Mobile Couch

Creating great apps for Apple’s mobile devices.

This podcast is no longer in production.

28: Whitespace Wars

Published 31 March 2014 • 1 hour, 14 minutes

The couch discusses about code styles and conventions: using tabs or spaces, casing in class names, and how to name consts. Along the way, Ben, Jake and Jelly touch on whether consistency is important for teams, judging people based on their style choices, and getting Xcode to enforce your own specific style.

27: You Can Sit Next to a Black Hole

Published 17 March 2014 • 1 hour, 16 minutes

Jake and Ben tell us all about their experiences using Bluetooth LE beacons as part of their most recent joint project: how beacons work, triangulating a user’s location by laying out a series of beacons, plus iOS7’s iBeacon API, and issues you’ll run into in real world usage. In the meantime, Jelly updates everyone on how GIFwrapped is doing, and we discuss a bunch of completely unrelated topics, like geoblocks, House of Cards and fake phone numbers.

26: The Prize is No Ads

Published 3 March 2014 • 1 hour, 19 seconds

Lessons learned from the launch of Jelly’s latest app, GIFwrapped: expedited reviews, asking for reviews within the update notes, helping users, enabling and setting up iAd, as well as disabling Ads for beta testers.

25: God Rest Its Soul

Published 17 February 2014 • 1 hour, 8 minutes

Marc Edwards - designer and podcast co-host - claims a spot on the couch to share how Bjango got started building Mac and iOS apps, as well as some insight on Skala and its place in the world. We also talk about reducing the build-adjust-build cycle, the importance of having some technical knowledge when designing software, and wax lyrical about the future of user interfaces.

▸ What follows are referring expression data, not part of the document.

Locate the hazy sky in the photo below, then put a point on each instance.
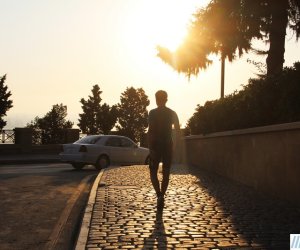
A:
(54, 51)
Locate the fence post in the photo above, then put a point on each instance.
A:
(23, 137)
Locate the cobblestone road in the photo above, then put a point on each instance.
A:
(202, 211)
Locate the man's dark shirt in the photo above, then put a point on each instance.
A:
(160, 126)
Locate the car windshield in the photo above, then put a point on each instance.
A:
(90, 139)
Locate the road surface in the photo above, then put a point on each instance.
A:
(41, 205)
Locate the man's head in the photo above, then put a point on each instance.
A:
(161, 97)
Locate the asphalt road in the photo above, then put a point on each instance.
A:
(41, 205)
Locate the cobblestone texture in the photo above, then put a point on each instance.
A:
(202, 211)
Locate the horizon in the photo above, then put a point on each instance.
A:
(50, 47)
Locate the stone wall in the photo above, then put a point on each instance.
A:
(265, 158)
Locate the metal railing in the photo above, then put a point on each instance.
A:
(7, 136)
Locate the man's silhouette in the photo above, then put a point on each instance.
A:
(161, 120)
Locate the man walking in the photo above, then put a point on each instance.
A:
(161, 120)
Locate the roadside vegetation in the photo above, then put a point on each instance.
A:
(263, 101)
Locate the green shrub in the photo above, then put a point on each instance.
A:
(264, 101)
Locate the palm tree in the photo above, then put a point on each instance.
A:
(227, 26)
(215, 30)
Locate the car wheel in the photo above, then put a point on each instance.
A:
(102, 162)
(77, 166)
(147, 161)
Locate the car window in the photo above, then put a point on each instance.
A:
(127, 143)
(113, 142)
(90, 139)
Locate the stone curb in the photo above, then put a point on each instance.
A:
(85, 225)
(29, 161)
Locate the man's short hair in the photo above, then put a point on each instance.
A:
(161, 96)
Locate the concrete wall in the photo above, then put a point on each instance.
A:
(265, 158)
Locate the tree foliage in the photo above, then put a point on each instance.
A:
(264, 101)
(96, 118)
(132, 113)
(229, 26)
(5, 102)
(52, 125)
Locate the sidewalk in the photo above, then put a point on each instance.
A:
(202, 211)
(28, 158)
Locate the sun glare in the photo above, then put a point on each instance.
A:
(161, 23)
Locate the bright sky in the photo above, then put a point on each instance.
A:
(54, 51)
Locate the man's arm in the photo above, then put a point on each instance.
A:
(177, 128)
(150, 130)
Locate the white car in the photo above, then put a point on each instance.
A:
(104, 150)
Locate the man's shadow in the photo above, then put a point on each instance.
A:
(158, 237)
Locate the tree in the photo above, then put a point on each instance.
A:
(214, 30)
(52, 124)
(132, 113)
(225, 26)
(96, 118)
(5, 103)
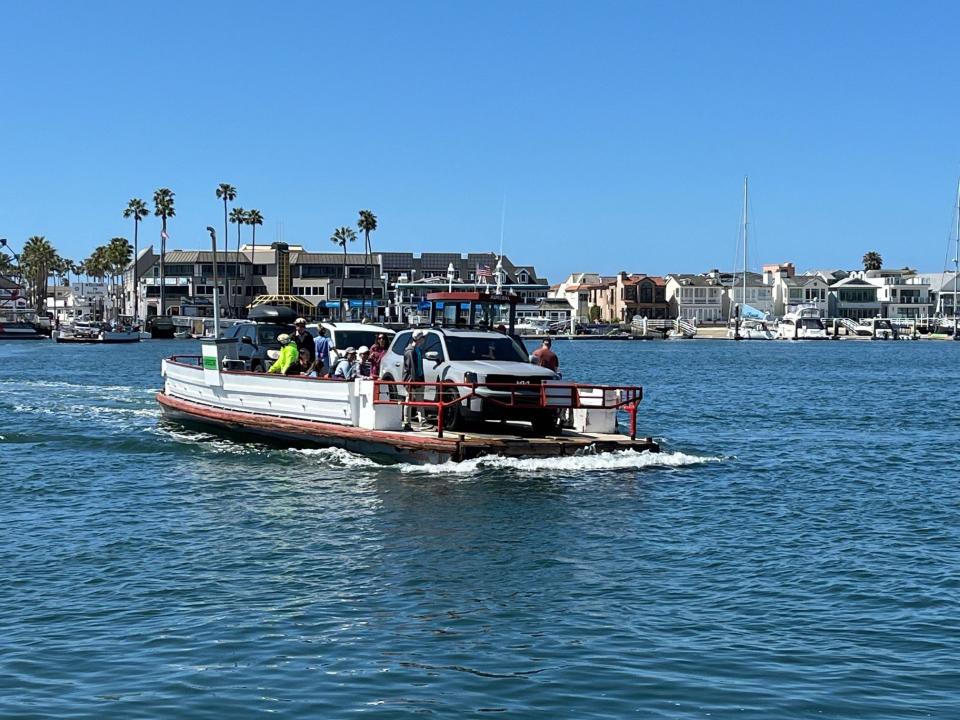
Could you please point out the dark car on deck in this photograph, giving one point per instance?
(257, 336)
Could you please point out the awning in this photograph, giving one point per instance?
(333, 304)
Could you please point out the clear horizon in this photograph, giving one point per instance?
(618, 133)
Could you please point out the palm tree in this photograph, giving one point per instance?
(7, 267)
(163, 208)
(118, 256)
(367, 224)
(341, 236)
(38, 257)
(137, 209)
(96, 266)
(228, 193)
(239, 216)
(254, 218)
(872, 261)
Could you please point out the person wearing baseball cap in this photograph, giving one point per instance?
(303, 338)
(347, 367)
(413, 373)
(289, 354)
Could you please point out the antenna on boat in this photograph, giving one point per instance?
(499, 269)
(216, 287)
(956, 267)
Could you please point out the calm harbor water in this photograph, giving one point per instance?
(793, 552)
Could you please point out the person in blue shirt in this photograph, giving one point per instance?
(322, 349)
(347, 367)
(413, 372)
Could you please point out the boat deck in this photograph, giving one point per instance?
(514, 439)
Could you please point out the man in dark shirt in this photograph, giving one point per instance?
(413, 372)
(545, 357)
(304, 339)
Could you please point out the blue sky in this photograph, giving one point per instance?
(619, 132)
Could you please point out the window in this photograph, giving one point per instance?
(493, 347)
(401, 342)
(433, 344)
(333, 271)
(180, 269)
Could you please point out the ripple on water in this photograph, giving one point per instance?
(790, 554)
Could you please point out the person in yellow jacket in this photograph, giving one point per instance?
(288, 355)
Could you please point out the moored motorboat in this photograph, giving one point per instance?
(365, 415)
(804, 323)
(96, 333)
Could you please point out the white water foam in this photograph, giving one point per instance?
(338, 457)
(619, 460)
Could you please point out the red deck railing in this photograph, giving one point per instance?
(550, 396)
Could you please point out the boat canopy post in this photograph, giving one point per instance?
(216, 287)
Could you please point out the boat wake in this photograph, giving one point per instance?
(619, 460)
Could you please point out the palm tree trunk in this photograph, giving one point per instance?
(253, 263)
(366, 269)
(163, 259)
(136, 278)
(226, 249)
(236, 265)
(343, 280)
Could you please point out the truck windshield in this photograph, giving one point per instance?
(355, 338)
(267, 334)
(494, 347)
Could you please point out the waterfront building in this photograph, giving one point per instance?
(791, 291)
(410, 278)
(642, 296)
(391, 287)
(759, 295)
(901, 293)
(853, 297)
(944, 292)
(12, 297)
(695, 297)
(576, 291)
(555, 310)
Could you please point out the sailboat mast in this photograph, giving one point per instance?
(956, 265)
(746, 225)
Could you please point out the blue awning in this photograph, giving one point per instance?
(352, 303)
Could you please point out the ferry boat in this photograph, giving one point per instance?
(366, 415)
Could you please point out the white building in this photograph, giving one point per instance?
(759, 295)
(902, 293)
(695, 297)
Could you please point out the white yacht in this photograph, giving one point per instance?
(750, 329)
(804, 323)
(96, 332)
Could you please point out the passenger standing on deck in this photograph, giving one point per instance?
(376, 355)
(304, 339)
(363, 361)
(545, 357)
(347, 367)
(413, 373)
(321, 347)
(288, 354)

24: When It Goes Bad, It Goes So Bad

Published 3 February 2014 • 1 hour, 2 minutes

Feedback about asking for ratings prompts a discussion about when alert views should be used and when a different approach might be better; dealing with personally identifiable data within Australia, how and what you need to be doing when dealing with it; open-sourcing an entire app, why you would (or wouldn”t) want to do it (and how you should approach that decision); using Parse to quickly build cloud infrastructure for sophisticated apps; and layout-to-layout transitions in iOS7.

23: He Wants to Spy on Us

Published 20 January 2014 • 49 minutes, 37 seconds

The benefits (and the costs) of open sourcing your code; using HockeyApp to track beta testers, why you might want to do such a thing (or not), and a discussion about the various methods of learning about how people use your apps; getting feedback, offering support, asking people to rate your app and where you draw the line; a quick discussion about AngularJS, a nifty little javascript library for creating web apps; and finally, some recommendations for books you might like to read.

22: Together, You Are Captain Planet

Published 25 November 2013 • 42 minutes, 8 seconds

Ben and Jelly travel to Kinglake, Victoria for NSCamp: a long weekend of coding and hacking for mobile devices. While they’re there, they do a special episode for the attendees, conducting lightning interviews with several of the developers in attendance; Sean Woodhouse from Itty Bitty Apps; Gerald Kim, who worked on the iPad app, Cook; Chris Miles, the man behind Reveal’s 3D view; and Armin Kroll, the organiser of NSCamp itself.

21: Of Which There Are Many and Various

Published 12 November 2013 • 1 hour, 5 minutes

The effect that NDAs have on a project, do they help an app succeed, or are they unnecessary? Ben asks for some freelancing tips, which leads to a discussion of how to quote on work and what to do to find work as a freelancer. Jake introduces AFNetworking 2.0, and discusses one of the new features, URL sessions.

20: We Used to Grind Pixels Every Day

Published 29 October 2013 • 1 hour, 32 seconds

With Jelly’s need for a new Macbook Pro and the recent Apple event, now is as good a time as any to discuss the fallout, including new hardware and the consumer expectation of free software; Jake presents an idea for another app involving iBeacons; and Ben announces some news that gets the couch talking about making the choice to go freelance.

19: Say a Teacher Has Lots of iPhones

Published 15 October 2013 • 55 minutes, 52 seconds

Jake’s excited about iBeacons, and so he discusses use cases, implementation and where to get actual beacons from; and we follow it up with a discussion about Core Data: what it is, what it’s useful for and some of the useful tools and add-ons that will help you manage your Core Data app.